SAT: Avez-vous consulté ou interagi avec la communauté scientifique lors de la conception de ce projet ?

Oui, France a eu un mentor pour ses études, Richard D. Brown du Royaume-Uni, et plus tard, nous avons rencontré Sebastián Duque Mesa lors de la première de la collection immersive de Mutek à Mutek 2022. À l’automne 2022, lorsque France s’est rendue à Dresde pour rencontrer Markus et présenter Entanglement AV à Hellerau, elle a rencontré Tatsukiko Ikeda, une physicienne japonaise. Nous avons revu Tatsuhiko à Tokyo en décembre 2022 et en février 2023, Sebastián nous a invités à présenter Entanglement XR à Toronto à Xanadu, où il travaille, et où nous avons eu de grandes conversations avec des physiciens, des ingénieurs et des concepteurs. Ces interactions sont importantes pour nous car elles nous maintiennent en éveil sur le plan de l’acuité scientifique et, dans un cas, nous avons complètement changé de cap au cours d’une conversation de 5 minutes :-).

 

SAT: Quelle expérience souhaitez-vous transmettre au public?
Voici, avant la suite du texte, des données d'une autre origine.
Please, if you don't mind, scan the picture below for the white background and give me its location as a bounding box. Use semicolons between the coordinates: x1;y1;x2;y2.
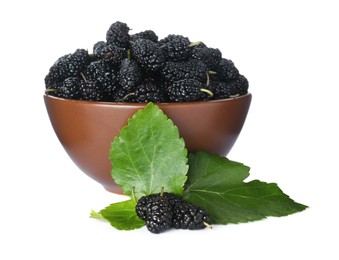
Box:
1;0;338;259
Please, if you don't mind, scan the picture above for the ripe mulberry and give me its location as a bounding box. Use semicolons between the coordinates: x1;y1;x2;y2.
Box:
159;34;191;62
131;39;165;72
136;192;211;233
191;44;222;71
85;60;120;101
210;74;248;99
58;77;82;99
161;59;208;83
106;21;130;48
125;83;164;103
45;49;90;87
79;80;104;101
44;21;249;103
216;58;240;82
166;79;211;102
93;41;127;64
171;200;210;230
119;59;143;91
136;193;173;234
131;30;158;43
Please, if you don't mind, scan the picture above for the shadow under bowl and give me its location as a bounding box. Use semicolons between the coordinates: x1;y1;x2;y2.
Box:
44;94;252;193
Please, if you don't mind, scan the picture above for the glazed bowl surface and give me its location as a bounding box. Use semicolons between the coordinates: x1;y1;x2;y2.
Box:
44;94;252;193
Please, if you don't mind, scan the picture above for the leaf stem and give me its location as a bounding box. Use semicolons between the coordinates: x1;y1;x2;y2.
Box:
131;186;137;203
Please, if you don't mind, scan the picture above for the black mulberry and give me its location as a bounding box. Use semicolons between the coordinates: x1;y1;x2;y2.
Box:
45;49;90;87
44;21;249;103
191;44;222;71
210;74;248;99
106;21;130;48
79;81;104;101
136;193;173;234
93;41;127;64
131;30;158;43
125;83;164;103
166;79;212;102
58;77;82;99
136;192;211;233
159;34;191;62
85;60;120;101
119;59;143;91
171;200;210;230
216;58;240;82
161;59;208;83
131;39;165;71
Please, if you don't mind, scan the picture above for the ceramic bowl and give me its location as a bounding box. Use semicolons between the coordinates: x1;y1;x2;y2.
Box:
44;94;252;193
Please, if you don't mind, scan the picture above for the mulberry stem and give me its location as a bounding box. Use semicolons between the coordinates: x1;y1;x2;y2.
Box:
203;221;213;229
189;41;203;47
200;88;213;97
122;92;135;101
229;94;240;98
45;88;56;93
80;72;88;83
206;72;210;87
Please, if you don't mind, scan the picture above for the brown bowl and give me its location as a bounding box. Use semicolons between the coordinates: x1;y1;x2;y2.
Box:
44;94;252;193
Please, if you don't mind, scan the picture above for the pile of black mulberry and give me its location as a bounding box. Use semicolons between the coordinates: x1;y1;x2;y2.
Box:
136;192;211;234
45;21;248;103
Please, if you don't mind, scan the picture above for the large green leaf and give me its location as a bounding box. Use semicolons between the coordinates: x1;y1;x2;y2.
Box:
184;152;308;224
110;103;188;199
91;199;145;230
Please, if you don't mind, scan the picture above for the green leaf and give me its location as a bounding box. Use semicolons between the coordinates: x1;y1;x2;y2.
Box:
97;199;145;230
110;102;188;199
184;152;308;224
90;209;106;221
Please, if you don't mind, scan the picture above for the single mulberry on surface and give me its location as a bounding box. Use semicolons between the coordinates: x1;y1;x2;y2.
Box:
171;200;210;230
106;21;130;48
131;39;165;72
136;193;173;234
136;192;211;234
45;21;249;103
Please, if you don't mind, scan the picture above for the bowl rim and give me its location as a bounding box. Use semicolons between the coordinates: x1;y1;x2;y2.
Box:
44;93;252;107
Nous espérons créer une expérience au cours de laquelle le public se perdra, perdra la notion du temps et se laissera aller. La performance sera peut-être une traduction de nos intérêts et de nos curiosités.

 

SAT: Pouvez-vous nous parler de la dynamique de votre collaboration artistique sur ce projet ?

Il s’agit d’une collaboration simple, sans “drama”, qui coule de source…

 

SAT: Quelles sont vos plus grandes influences actuelles, visuelles et musicales ?

FJ: e suis plus influencé par les concepts que par la musique, mais j’écoute tout, de Miles Davis à Coltrane en passant par Atomtm, Richard Chartier, Andy Stott, Barker, Basinski et Curtist Mayfield. Dans les installations et les concerts, par exemple, je positionne les haut-parleurs de manière spécifique pour répondre à l’architecture, créant ainsi une sculpture sonore sans qu’il s’agisse d’un objet absolu. Il s’agit plutôt de présenter une œuvre qui est différente de ce que l’on entend, en fonction de l’endroit où l’on se trouve dans l’espace. Il s’agit plutôt de présenter une œuvre dont le son n’est pas absolu, mais plutôt auditivement mutable en fonction de l’endroit où l’on se trouve dans l’espace. 

MH: En ce qui concerne les visuels, l’inspiration vient d’une exploration constante de ce que l’on entend, de ce que l’on voit et de ce que l’on expérimente – c’est peut-être là où les différentes sensations ” concordent ” que se trouve l’endroit idéal pour l’inspiration, qui peut donc venir de n’importe quelle direction. Bien sûr, l’exposition passée joue un rôle important et c’est là qu’une certaine dose de minimalisme mélangée à la complexité et à la simplicité peut être retracée.